- China is looking to cut the bank reserve requirement ratio (RRR), suggesting the authorities think the economy needs support
London Metal Exchange three-month base metals prices were mixed on Thursday July 8, but mainly weaker. Tin was untraded and lead up by 0.1% at $2,292 per tonne, while the rest were down by an average of 0.4%, with copper down by 0.5% at $9,401.50 per tonne.
The most-active base metals on the Shanghai Futures Exchange were also mixed this morning, with the August contracts for aluminium and lead down by 0.7% and 0.6% respectively, while the rest of the complex was up by an average of 0.4%, led by a 1.2% rise in August nickel. August copper was up by 0.4% this morning at 68,940 yuan ($10,643) per tonne.
Spot precious metals were down across the board with losses averaging 0.5%; spot gold was down by 0.4% at $1,798.59 per oz.
The yield on US 10-year treasuries has fallen further and was recently at 1.30%, down from 1.34% at a similar time on Wednesday.
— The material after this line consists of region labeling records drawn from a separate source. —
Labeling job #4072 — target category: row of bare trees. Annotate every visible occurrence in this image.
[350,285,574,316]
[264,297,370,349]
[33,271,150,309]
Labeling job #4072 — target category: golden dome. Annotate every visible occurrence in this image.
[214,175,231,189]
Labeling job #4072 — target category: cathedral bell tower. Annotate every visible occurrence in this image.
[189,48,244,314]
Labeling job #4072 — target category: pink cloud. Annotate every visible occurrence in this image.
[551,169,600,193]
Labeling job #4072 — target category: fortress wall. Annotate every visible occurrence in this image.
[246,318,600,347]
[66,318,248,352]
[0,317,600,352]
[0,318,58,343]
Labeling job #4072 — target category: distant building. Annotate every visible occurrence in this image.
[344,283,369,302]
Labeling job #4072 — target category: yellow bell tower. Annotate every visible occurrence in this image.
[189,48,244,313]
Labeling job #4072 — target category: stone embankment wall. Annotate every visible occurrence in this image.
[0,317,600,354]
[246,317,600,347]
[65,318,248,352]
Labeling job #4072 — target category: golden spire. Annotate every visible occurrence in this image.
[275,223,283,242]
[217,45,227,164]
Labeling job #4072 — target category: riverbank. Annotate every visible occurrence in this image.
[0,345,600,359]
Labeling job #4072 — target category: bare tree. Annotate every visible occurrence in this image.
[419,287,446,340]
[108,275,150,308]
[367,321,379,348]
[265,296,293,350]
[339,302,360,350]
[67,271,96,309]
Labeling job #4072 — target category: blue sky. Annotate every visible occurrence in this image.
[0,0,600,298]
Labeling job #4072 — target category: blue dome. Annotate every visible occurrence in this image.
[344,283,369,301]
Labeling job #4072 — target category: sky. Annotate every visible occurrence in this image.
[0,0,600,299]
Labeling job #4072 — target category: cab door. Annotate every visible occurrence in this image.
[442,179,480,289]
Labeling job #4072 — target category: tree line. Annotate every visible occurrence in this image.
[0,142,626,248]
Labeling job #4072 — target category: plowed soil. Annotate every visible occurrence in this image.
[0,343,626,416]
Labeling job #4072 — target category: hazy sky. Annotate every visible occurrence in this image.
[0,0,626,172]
It's not clear whether this is a sign of a pick-up in haven demand, or just a sign that the market is confident the US Fed is not falling behind the curve.
Asia-Pacific equities were mainly weaker on Thursday: the Nikkei (-0.74%), the Kospi (-0.84%), the Hang Seng (-2.6%) and the CSI 300 (-0.99%), while the ASX 200 (+0.23%) bucked the trend.
The US Dollar Index remains near its recent highs and was recently at 95.66, after 95.52 at a similar time on Wednesday.
Most major currencies were on the back foot on Thursday morning: the Australian dollar (0.7454), the euro (1.1802) and sterling (1.3784), while the Japanese yen (110.28) was stronger.
Key economic data already out on Thursday showed Japan’s economic watchers sentiment rise to 47.6 in June, from 38.1 in May.
Later there is Chinese data on new loans and M2 money supply and US data on initial jobless claims and consumer credit, along with natural gas and crude oil inventories.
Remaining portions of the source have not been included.